Projection pushdown

The Projection pushdown page is under construction.

Let's expand our query from the previous section by joining the result of the FILTER operation with the runescape data to find popular Reddit usernames that have a username starting with an "a" that also played Runescape. That must be something we are all interested in!

The query would look like this:

import polars as pl

from ..paths import DATA_DIR

reddit = (
    pl.scan_csv(f"{DATA_DIR}/reddit.csv")
    .filter(pl.col("comment_karma") > 0)
    .filter(pl.col("link_karma") > 0)
    .filter(pl.col("name").str.contains(r"^a"))
)

runescape = pl.scan_csv("data/runescape.csv", has_headers=False).select(pl.col("column_1").alias("name"))

dataset = reddit.join(runescape, on="name", how="inner").select(["name", "comment_karma", "link_karma"])

df1 = dataset.fetch(int(1e7))
df2 = dataset.fetch(int(1e7), predicate_pushdown=True, projection_pushdown=True)

And yields the following DataFrame.

shape: (0, 3)
┌──────┬───────────────┬────────────┐
│ name ┆ comment_karma ┆ link_karma │
│ ---  ┆ ---           ┆ ---        │
│ str  ┆ i64           ┆ i64        │
╞══════╪═══════════════╪════════════╡
└──────┴───────────────┴────────────┘

Break it down

Again, let's take a look the query plan.

dataset.show_graph(optimized=False)

Now were focussed on the projection's indicated with π. The first node shows π 3/6, indicating that we select 3 out of 6 columns in the DataFrame.

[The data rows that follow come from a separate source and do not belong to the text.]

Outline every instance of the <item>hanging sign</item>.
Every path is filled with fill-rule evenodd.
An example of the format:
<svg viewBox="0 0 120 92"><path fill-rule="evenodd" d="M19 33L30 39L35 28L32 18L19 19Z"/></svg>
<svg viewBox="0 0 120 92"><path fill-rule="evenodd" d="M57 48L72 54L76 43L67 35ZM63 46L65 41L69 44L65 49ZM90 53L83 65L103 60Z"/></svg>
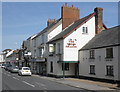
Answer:
<svg viewBox="0 0 120 92"><path fill-rule="evenodd" d="M76 39L69 39L66 47L67 48L77 48L76 41L77 41Z"/></svg>

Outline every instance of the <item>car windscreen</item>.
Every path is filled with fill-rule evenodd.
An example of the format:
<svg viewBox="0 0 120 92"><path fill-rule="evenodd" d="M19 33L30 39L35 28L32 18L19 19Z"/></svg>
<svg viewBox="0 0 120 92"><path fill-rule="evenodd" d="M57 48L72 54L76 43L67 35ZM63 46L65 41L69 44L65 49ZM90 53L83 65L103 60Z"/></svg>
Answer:
<svg viewBox="0 0 120 92"><path fill-rule="evenodd" d="M30 68L27 68L27 67L26 67L26 68L23 68L23 70L30 70Z"/></svg>

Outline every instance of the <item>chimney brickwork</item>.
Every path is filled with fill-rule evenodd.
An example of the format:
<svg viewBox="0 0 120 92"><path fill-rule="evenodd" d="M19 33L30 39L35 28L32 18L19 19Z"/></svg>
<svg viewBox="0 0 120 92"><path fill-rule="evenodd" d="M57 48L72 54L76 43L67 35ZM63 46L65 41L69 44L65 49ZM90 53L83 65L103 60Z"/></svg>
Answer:
<svg viewBox="0 0 120 92"><path fill-rule="evenodd" d="M67 4L62 6L62 29L68 27L71 23L80 18L80 10L72 5Z"/></svg>
<svg viewBox="0 0 120 92"><path fill-rule="evenodd" d="M56 19L48 19L47 26L50 26L52 23L54 23Z"/></svg>
<svg viewBox="0 0 120 92"><path fill-rule="evenodd" d="M103 30L103 8L95 8L95 30L96 34L99 34Z"/></svg>

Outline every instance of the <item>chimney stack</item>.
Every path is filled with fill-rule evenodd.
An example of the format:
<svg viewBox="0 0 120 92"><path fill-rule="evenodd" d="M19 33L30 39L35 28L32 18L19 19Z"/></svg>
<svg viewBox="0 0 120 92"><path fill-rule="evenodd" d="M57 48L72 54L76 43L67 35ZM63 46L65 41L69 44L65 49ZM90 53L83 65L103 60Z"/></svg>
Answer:
<svg viewBox="0 0 120 92"><path fill-rule="evenodd" d="M62 29L68 27L71 23L80 18L80 10L72 5L68 6L67 3L62 6Z"/></svg>
<svg viewBox="0 0 120 92"><path fill-rule="evenodd" d="M99 34L103 30L103 8L96 7L94 9L95 15L95 30Z"/></svg>
<svg viewBox="0 0 120 92"><path fill-rule="evenodd" d="M52 23L54 23L56 19L48 19L47 26L50 26Z"/></svg>

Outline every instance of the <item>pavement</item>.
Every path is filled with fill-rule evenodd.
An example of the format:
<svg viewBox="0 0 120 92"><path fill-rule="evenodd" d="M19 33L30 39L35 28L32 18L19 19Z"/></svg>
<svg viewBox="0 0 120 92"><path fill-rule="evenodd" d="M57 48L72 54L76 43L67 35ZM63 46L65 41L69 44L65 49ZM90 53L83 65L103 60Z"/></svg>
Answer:
<svg viewBox="0 0 120 92"><path fill-rule="evenodd" d="M40 78L55 81L57 83L62 83L62 84L66 84L69 86L91 90L91 91L104 90L104 91L110 91L110 92L120 92L120 88L117 87L117 84L97 82L97 81L77 79L77 78L64 78L63 79L63 78L54 78L54 77L39 76L39 75L33 75L33 76L37 76Z"/></svg>

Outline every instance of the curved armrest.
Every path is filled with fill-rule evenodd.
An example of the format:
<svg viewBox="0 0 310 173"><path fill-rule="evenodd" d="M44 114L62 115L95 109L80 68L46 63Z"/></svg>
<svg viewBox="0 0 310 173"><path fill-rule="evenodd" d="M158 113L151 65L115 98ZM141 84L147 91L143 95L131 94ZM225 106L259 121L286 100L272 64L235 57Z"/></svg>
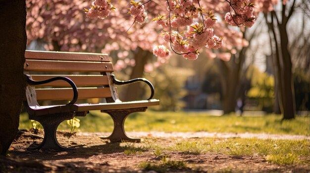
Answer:
<svg viewBox="0 0 310 173"><path fill-rule="evenodd" d="M77 100L78 97L79 97L79 92L78 91L77 87L73 81L68 77L63 77L63 76L57 76L53 78L51 78L50 79L42 80L42 81L36 81L33 80L30 78L30 76L29 75L26 74L27 75L27 82L32 85L41 85L45 83L50 83L55 80L62 80L65 81L69 83L70 85L71 85L71 87L72 87L72 89L73 90L73 98L69 103L67 104L74 104L74 103Z"/></svg>
<svg viewBox="0 0 310 173"><path fill-rule="evenodd" d="M148 100L151 100L154 96L154 87L153 85L148 80L144 78L137 78L136 79L131 79L129 80L126 81L120 81L118 80L115 77L115 76L114 74L111 74L111 77L112 77L112 80L113 83L115 83L116 85L127 85L131 83L136 83L138 82L144 82L150 86L151 88L151 96Z"/></svg>

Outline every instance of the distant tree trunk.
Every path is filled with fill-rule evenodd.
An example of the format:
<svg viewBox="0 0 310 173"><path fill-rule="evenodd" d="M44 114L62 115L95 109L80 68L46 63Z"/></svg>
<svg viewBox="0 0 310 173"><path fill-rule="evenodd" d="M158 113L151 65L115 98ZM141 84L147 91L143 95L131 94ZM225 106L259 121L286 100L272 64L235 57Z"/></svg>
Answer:
<svg viewBox="0 0 310 173"><path fill-rule="evenodd" d="M294 93L294 84L292 73L292 60L288 50L288 37L286 31L286 23L279 25L281 39L281 50L282 51L283 69L283 95L285 106L283 119L290 119L295 118L295 104Z"/></svg>
<svg viewBox="0 0 310 173"><path fill-rule="evenodd" d="M275 11L270 12L271 22L268 22L267 14L265 14L266 22L269 31L272 35L275 44L275 62L274 66L275 70L276 91L278 96L283 119L295 118L295 103L293 83L292 65L291 55L288 50L288 37L286 26L294 9L296 0L294 0L288 13L286 13L286 5L282 4L281 21ZM287 15L286 15L287 14ZM274 21L276 21L274 22ZM277 30L279 35L277 35ZM280 54L281 53L281 54Z"/></svg>
<svg viewBox="0 0 310 173"><path fill-rule="evenodd" d="M0 153L5 155L18 130L25 95L26 1L0 0Z"/></svg>
<svg viewBox="0 0 310 173"><path fill-rule="evenodd" d="M133 68L130 79L142 77L144 66L148 62L148 59L152 57L152 53L149 51L145 51L140 47L138 47L135 53L135 60L136 65ZM140 98L143 89L141 85L141 82L134 83L128 85L126 96L122 100L124 101L132 101Z"/></svg>
<svg viewBox="0 0 310 173"><path fill-rule="evenodd" d="M222 109L224 114L235 111L238 93L240 87L240 71L244 62L245 49L243 48L239 52L238 60L235 55L232 55L229 62L218 60L221 71Z"/></svg>

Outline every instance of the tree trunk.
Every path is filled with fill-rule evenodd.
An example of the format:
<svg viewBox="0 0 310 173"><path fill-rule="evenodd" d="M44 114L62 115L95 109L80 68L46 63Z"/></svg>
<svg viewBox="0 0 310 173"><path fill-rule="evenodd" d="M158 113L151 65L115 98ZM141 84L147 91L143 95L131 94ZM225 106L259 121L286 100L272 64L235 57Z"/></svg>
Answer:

If we look the csv scans we see a wildcard π */6 and π */1 meaning that we select all of 6 columns of the reddit dataset and the one and only column from the runescape dataset respectively.

This query is not very optimal. We select all columns from both datasets and only show 3/6 after join. That means that there were some columns computed during the join operation that could have been ignored. There were also columns parsed during csv scanning only to be dropped at the end. When we are dealing with DataFrames with a large number of columns the redundant work that is done can be huge.

Optimized query

Let's see how Polars optimizes this query.

dataset.show_graph(optimized=True)

The projections are pushed down the join operation all the way to the csv scans. This means that both the scanning and join operation have become cheaper due to the query optimization.

Performance

Let's time the result before and after optimization.

Without optimization, predicate_pushdown=False and projection_pushdown=False.

real	0m3,273s
user	0m9,284s
sys	0m1,081s

With optimization, predicate_pushdown and projection_pushdown flags both to True.

real	0m1,732s
user	0m7,581s
sys	0m0,783s

We can see that we almost reduced query time by half on this simple query. With real business data often comprising of many columns, filtering missing data, doing complex groupby operations, and using joins we expect this difference between unoptimized queries and optimized queries to only grow.